چکیده:
The present study aims at investigating the relationship between firm specific risk and stock return using cross-sectional quantile regression. In order to study the power of firm specific risk in explaining cross-sectional return, a combination of Fama-Macbeth (1973) model and quantile regression is used. To this aim, a sample of 270 firms listed in Tehran Stock Exchange during 1999-2010 was investigated. The results revealed that the relationship between firm specific risk and stock return is significantly affected by the quantile so that the direction of changes in low quantiles is negative, and in high quantiles, is positive. Also, using the specific risk measure based on return’s standard deviation, the interactive effects of industry and the fourth moment lead to removal of this relationship. Thus, one can attribute this relation to the mutual effect of industry and kurtosis. However, using measures based factor models, industry and kurtosis cannot eliminate the explanatory power of specific risk.
خلاصه ماشینی:
com Abstract The present study aims at investigating the relationship betweenfirm specific risk and stock return using cross-sectional quantile regression.

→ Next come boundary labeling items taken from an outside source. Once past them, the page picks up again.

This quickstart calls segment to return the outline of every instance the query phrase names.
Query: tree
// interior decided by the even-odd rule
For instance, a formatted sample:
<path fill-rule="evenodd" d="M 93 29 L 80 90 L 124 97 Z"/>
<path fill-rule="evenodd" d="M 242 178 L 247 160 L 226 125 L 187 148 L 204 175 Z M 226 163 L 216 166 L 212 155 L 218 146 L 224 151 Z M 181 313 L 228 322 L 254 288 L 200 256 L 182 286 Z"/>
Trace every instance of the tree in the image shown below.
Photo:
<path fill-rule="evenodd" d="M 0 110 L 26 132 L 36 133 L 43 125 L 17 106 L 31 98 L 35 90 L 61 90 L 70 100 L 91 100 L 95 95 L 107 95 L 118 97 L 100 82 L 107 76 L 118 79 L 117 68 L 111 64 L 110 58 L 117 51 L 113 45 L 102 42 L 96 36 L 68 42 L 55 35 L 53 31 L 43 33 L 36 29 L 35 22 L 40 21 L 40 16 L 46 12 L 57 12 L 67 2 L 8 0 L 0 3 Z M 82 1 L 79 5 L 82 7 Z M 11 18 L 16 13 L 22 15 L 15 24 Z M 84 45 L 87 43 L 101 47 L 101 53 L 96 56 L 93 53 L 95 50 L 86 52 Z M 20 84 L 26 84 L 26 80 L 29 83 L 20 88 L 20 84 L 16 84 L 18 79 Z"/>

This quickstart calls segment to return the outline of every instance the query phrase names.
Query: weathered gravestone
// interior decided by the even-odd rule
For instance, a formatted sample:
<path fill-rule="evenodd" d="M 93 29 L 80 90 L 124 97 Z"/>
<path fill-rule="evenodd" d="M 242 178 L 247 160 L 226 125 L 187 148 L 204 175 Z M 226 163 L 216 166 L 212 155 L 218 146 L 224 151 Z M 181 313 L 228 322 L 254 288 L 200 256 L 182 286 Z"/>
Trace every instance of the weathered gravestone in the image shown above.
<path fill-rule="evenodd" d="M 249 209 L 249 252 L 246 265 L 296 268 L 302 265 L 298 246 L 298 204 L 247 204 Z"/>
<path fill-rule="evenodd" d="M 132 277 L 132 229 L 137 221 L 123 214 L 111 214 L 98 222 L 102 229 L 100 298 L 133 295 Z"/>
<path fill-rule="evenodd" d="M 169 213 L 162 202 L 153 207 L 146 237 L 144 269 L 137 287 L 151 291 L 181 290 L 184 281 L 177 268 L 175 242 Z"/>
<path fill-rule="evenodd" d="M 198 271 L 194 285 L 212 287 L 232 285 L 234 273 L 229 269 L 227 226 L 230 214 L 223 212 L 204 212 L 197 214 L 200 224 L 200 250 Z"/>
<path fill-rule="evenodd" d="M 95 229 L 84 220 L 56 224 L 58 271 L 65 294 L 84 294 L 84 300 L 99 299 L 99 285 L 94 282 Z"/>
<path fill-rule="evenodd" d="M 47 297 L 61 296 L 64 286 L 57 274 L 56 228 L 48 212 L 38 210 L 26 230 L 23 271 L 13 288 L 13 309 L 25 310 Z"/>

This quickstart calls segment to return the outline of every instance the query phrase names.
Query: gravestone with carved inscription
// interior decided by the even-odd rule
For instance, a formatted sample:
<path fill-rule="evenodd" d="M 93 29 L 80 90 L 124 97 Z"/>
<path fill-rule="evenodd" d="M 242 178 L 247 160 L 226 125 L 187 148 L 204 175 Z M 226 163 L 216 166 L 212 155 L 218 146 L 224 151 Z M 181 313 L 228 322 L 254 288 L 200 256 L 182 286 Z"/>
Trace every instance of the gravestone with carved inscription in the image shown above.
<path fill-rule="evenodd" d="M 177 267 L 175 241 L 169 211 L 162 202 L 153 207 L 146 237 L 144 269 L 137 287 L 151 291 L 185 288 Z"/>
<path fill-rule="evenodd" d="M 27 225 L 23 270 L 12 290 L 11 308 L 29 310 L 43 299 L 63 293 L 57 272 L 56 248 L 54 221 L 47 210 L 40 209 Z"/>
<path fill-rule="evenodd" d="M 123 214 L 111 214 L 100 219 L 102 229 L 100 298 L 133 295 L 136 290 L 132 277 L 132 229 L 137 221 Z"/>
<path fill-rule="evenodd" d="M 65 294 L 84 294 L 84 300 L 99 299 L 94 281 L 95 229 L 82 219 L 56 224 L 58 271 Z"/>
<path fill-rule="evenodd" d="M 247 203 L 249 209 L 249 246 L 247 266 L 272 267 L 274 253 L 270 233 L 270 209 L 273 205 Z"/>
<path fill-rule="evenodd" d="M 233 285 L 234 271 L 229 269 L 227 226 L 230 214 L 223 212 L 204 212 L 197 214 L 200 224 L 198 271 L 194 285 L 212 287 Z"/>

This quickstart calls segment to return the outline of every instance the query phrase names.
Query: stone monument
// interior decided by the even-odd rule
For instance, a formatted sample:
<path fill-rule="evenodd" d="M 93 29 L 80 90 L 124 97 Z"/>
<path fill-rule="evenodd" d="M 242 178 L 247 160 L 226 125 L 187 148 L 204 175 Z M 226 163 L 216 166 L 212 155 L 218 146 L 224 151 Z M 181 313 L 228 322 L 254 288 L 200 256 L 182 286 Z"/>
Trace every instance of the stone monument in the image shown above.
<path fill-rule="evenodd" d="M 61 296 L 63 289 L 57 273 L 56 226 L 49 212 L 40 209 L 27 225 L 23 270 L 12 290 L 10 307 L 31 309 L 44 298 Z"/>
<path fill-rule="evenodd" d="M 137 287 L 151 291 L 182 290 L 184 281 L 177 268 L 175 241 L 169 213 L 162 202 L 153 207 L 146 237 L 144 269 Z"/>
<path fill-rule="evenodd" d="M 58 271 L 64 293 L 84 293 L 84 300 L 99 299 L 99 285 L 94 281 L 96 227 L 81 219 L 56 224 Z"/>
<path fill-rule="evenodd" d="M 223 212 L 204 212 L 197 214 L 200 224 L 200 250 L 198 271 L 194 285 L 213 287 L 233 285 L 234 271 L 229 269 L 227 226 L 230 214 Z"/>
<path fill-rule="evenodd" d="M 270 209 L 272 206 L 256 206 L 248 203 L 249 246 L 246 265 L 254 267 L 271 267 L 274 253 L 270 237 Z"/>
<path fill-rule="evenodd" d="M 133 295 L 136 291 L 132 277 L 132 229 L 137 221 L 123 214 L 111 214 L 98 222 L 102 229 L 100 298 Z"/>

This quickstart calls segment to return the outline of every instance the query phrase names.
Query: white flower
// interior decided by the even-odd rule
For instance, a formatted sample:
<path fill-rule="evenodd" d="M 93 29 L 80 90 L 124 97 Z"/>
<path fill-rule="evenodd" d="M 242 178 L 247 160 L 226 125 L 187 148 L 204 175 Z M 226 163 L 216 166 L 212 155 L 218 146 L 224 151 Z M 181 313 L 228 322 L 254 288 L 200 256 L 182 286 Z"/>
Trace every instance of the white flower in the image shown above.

In order to study the power of firm specific risk in explaining cross-sectional return, a combination of Fama-Macbeth (1973) model and quantile regression is used.
Therefore, the main goal of this study is to investigate FSR and cross-sectional return in Tehran Stock Market using a combination of quantile regression and Fama-Macbeth model (1973).
In this first step, the cross-sectional quantile regression is run in every quarterly time points ending in April, July, October and January using the data of the given quarter in different qunatiles of as following: ri,t (τ) = γ0,t (τ) + γ1,t (τ)σi,t + ∑K γk,t (τ)Xi,k,t + vi,t (τ), i = 1, … , Nt (9) Where, ri,t is the return of ith stock in period t, σi,t is FSR and Xi,k,t is the control variables consisting of size, beta, ratio of market value to book value, momentum, liquidity, stock turnover, institutional ownership, kurtosis and industry.
In order to test the relationship of FSR and stock return, equation (10) is estimated within the framework of cross-sectional quantile regression and the results are presented in Table (3).
As it can be seen in Table (4), if different measures and minimum trading limits are used, a specific model can be obtained in the behavior of FSR coefficient for different quantiles of return distribution, so as regardless of statistical significance, the relationship of FSR and return is negative in lower quantiles and positive in higher ones.